Here $y = u-1/2$ and $a = \sqrt{3}/2$.
$$\begin{align*}
2\color{teal}{\mathcal{J}_2} &= \left[ \frac{1}{\sqrt{3}/2} \arctan\left(\frac{u-1/2}{\sqrt{3}/2}\right) \right]_0^\infty \\
&= \left[ \frac{2}{\sqrt{3}} \arctan\left(\frac{2u-1}{\sqrt{3}}\right) \right]_0^\infty \\
&= \frac{2}{\sqrt{3}} \left( \lim_{u\to\infty} \arctan\left(\frac{2u-1}{\sqrt{3}}\right) - \arctan\left(\frac{-1}{\sqrt{3}}\right) \right) \\
&= \frac{2}{\sqrt{3}} \left( \frac{\pi}{2} - \left(-\frac{\pi}{6}\right) \right) \\
&= \frac{2}{\sqrt{3}} \left( \frac{\pi}{2} + \frac{\pi}{6} \right) = \frac{2}{\sqrt{3}} \left( \frac{3\pi+\pi}{6} \right) = \frac{2}{\sqrt{3}} \left(\frac{4\pi}{6}\right) = \frac{2}{\sqrt{3}} \left(\frac{2\pi}{3}\right) = \color{maroon}{\frac{4\pi}{3\sqrt{3}}}
\end{align*}$$
So, $\color{teal}{\mathcal{J}_2} = \frac{1}{2} \cdot \color{maroon}{\frac{4\pi}{3\sqrt{3}}} = \color{maroon}{\frac{2\pi}{3\sqrt{3}}}$.
We can state this intermediate result beautifully:
$$\bbox[15px, #E6FFF3, border:5px groove #1E90FF]{\color{teal}{\mathcal{J}_2} = \int_0^\infty \frac{1}{1+u^3} \ du = \color{maroon}{\frac{2\pi}{3\sqrt{3}}}}$$
Finally, substitute back into $\color{navy}{\mathcal{I}} = \frac{3}{2} \color{teal}{\mathcal{J}_2}$:
$$\color{navy}{\mathcal{I}} = \frac{3}{2} \cdot \color{maroon}{\frac{2\pi}{3\sqrt{3}}} = \color{maroon}{\frac{\pi}{\sqrt{3}}}$$
Rationalizing the denominator gives $\color{maroon}{\frac{\pi\sqrt{3}}{3}}$.
Thus,
$$\bbox[20px, #FFF0F5, border:5px groove #DB7093 ]{\int_{0}^{\infty} \frac{\arctan(x^3)}{x^2} \ dx = \color{maroon}{\frac{\pi}{\sqrt{3}}}}$$
Alternative for $\displaystyle \color{teal}{\mathcal{J}_2} = \int_0^\infty \frac{1}{1+u^3} du$ using Partial Fractions:
One could also evaluate $\color{teal}{\mathcal{J}_2}$ using partial fractions.
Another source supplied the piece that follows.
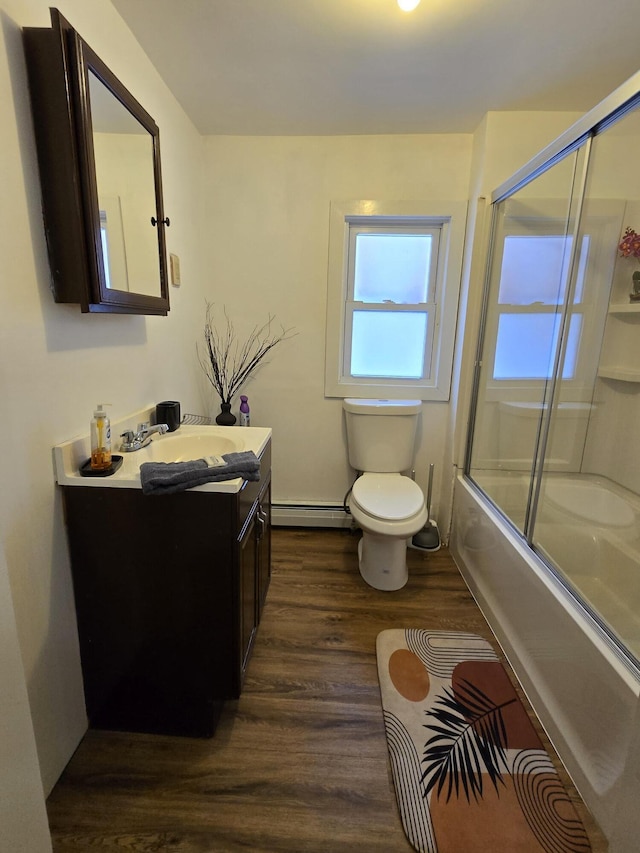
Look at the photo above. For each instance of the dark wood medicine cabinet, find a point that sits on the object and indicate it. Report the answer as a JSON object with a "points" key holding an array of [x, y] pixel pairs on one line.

We set up the decomposition:
$$\frac{1}{u^3+1} = \frac{1}{(u+1)(u^2-u+1)} = \frac{\color{purple}{A}}{u+1} + \frac{\color{purple}{B}u+\color{purple}{C}}{u^2-u+1}$$
Multiplying by $(u+1)(u^2-u+1)$ gives $1 = \color{purple}{A}(u^2-u+1) + (\color{purple}{B}u+\color{purple}{C})(u+1)$.
To find $\color{purple}{A}, \color{purple}{B}, \color{purple}{C}$:
- For $u=-1$: $1 = \color{purple}{A}(1-(-1)+1) + (\color{purple}{B}(-1)+\color{purple}{C})(-1+1) = \color{purple}{A}(3) + 0 \implies 3\color{purple}{A} = 1 \implies \boldsymbol{\color{purple}{A}=1/3}$.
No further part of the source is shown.